In the light of these concerns, it would be prudent to initiate this dialogue sooner rather than later. Now is a better time than ever as efforts to reduce the rehabilitation gap can be administered concurrently while attempting to address the treatment gap, especially in the mental health context. Some of the musings on how the situation can be improved are discussed here. By no means are they comprehensive nor are they based on anything other than the editor’s opinion. At the national level, there has to be recognition of the contribution of lay community health workers. There ought to be a national level policy detailing these and other concerns and appropriately addressing them.
Setting minimum thresholds for being able to work in mental health practice is counterproductive in some ways. It may be an obstacle for task shifting as people with requisite qualification may not be readily available. Measures like allowing for apprenticeship or other ways of valuing community work experience in health sector should be introduced. If not involved in direct patient care, Community and Volunteer health workers should at least be involved in curating programs, plans or implementation strategies. They can also be involved in training and skilling future professionals in nuances of cultural behavior, beliefs and explanatory models of illness.

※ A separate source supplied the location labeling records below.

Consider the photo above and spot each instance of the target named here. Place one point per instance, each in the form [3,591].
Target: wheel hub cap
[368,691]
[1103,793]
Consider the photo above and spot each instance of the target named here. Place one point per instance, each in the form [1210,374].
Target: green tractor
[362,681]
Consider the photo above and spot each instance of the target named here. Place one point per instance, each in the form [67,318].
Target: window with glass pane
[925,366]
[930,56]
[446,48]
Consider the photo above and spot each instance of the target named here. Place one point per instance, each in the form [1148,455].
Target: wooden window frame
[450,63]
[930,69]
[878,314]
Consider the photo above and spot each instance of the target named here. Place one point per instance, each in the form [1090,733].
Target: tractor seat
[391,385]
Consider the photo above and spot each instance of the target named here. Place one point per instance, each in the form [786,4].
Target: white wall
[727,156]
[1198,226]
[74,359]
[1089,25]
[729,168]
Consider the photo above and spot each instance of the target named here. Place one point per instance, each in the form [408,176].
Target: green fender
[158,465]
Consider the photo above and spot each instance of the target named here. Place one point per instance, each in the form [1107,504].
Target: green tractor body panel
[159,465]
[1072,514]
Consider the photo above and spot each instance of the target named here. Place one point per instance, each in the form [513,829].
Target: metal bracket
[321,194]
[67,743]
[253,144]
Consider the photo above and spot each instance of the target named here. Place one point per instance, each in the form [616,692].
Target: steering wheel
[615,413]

Incentivization strategies should look at composite target and not disaggregated ones from different health programs. Monetary incentives are a good reinforcement strategy but they should not be read as wages for work.
It is imperative to create surveillance programs/mechanisms to identify service provider burnout and distress. Periodic team building programs, stress relieving time off from their work can achieve these objectives. One other method would be to allow for these cadre to meet together to discuss common emotional health issues amongst themselves in a group. These meetings can be guided discussions keeping in mind the confidentiality and privacy concerns. Periodic supervision and opportunities for case discussions would also serve to build cadre confidence and self competence. Periodic feedback from supervisors at all levels would enable course correction from time to time. They must also be safeguarded against unfair employment practices. A greater emphasis on task shifting is welcome, but the cadre needs to be valued. This force measure would be the appropriate bridge over the mental health and rehabilitation gap.